The mountain car is not sufficiently powerful to climb the hill directly, but must instead develop a strategy based on the surrounding slopes. You can read more about this environment here. Below is an example of running a random (untrained) agent in this environment. The episode takes quite a long time to terminate.

Training

Train a control agent for the mountain car environment with the following command.

rlai train --agent "rlai.gpi.state_action_value.ActionValueMdpAgent" --continuous-state-discretization-resolution 0.005 --gamma 0.95 --environment "rlai.core.environments.gymnasium.Gym" --gym-id "MountainCar-v0" --render-every-nth-episode 1000 --video-directory "~/Desktop/mountaincar_videos" --train-function "rlai.gpi.temporal_difference.iteration.iterate_value_q_pi" --mode "Q_LEARNING" --num-improvements 10000 --num-episodes-per-improvement 1 --epsilon 0.01 --make-final-policy-greedy True --num-improvements-per-plot 100 --num-improvements-per-checkpoint 100 --checkpoint-path "~/Desktop/mountaincar_checkpoint.pickle" --save-agent-path "~/Desktop/mountaincar_agent.pickle"

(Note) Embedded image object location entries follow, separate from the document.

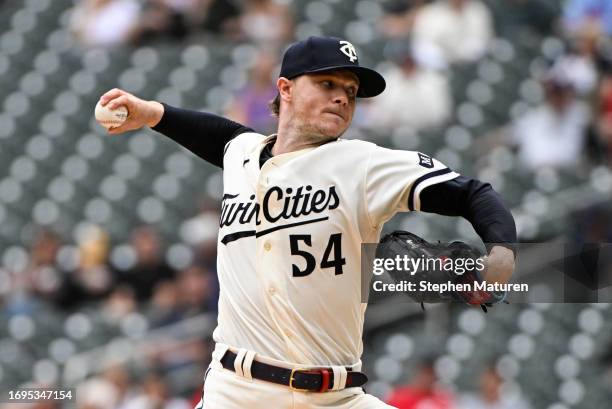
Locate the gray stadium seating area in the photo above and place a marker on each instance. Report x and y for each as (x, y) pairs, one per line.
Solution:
(58, 168)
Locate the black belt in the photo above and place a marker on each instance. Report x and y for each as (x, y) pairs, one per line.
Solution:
(311, 379)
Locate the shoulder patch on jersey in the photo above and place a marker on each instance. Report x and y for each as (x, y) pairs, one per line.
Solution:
(425, 160)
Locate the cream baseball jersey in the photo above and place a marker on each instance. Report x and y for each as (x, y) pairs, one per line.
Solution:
(290, 239)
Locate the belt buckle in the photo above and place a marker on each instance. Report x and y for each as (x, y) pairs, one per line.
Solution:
(291, 379)
(325, 376)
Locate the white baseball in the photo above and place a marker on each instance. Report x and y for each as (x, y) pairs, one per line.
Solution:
(110, 118)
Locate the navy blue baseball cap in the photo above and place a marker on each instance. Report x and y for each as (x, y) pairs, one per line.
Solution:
(319, 54)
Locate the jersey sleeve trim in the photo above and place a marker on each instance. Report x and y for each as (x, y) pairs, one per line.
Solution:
(438, 176)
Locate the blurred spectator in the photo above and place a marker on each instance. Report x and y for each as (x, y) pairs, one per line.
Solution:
(457, 30)
(579, 66)
(104, 23)
(44, 277)
(491, 394)
(514, 16)
(250, 105)
(578, 13)
(92, 280)
(155, 395)
(600, 141)
(119, 377)
(201, 232)
(96, 393)
(120, 303)
(422, 391)
(418, 97)
(554, 133)
(164, 19)
(399, 17)
(266, 22)
(150, 267)
(163, 309)
(196, 291)
(221, 16)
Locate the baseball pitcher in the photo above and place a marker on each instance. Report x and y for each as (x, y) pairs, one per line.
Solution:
(296, 207)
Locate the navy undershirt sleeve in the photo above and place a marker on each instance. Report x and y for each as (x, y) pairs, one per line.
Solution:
(478, 203)
(202, 133)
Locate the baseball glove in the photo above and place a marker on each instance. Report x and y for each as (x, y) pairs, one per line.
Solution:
(440, 264)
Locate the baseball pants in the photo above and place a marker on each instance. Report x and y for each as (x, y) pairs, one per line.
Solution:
(225, 389)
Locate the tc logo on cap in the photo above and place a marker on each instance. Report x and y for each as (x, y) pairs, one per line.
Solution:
(348, 50)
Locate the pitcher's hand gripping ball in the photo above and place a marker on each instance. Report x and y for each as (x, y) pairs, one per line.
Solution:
(110, 118)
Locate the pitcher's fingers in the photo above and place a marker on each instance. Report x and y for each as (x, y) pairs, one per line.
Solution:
(116, 130)
(110, 95)
(122, 100)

Arguments are explained below.

Note that, unlike other tasks such as the inverted pendulum, no value is passed for --T (maximum number of time steps per episode). This is because there is no way to predict how long an episode will last, particularly episodes earlier in the training. All episodes must be permitted to run until success in order to learn a useful policy. The training progression is shown below.

acrobot

In the left sub-figure above, the left y-axis shows the negation of time taken to reach the goal, the right y-axis shows the size of the state space, and the x-axis shows improvement iterations for the agent’s policy. The right sub-figure shows the same reward y-axis but along a time x-axis. Based on the learning trajectory, it appears that little subsequent improvement would be gained were the agent to continue improving its policy; as shown below, the results are quite satisfactory after 30 minutes of wallclock training time.

Results

The video below shows the trained agent controlling the car. Note how the agent develops an oscillating movement.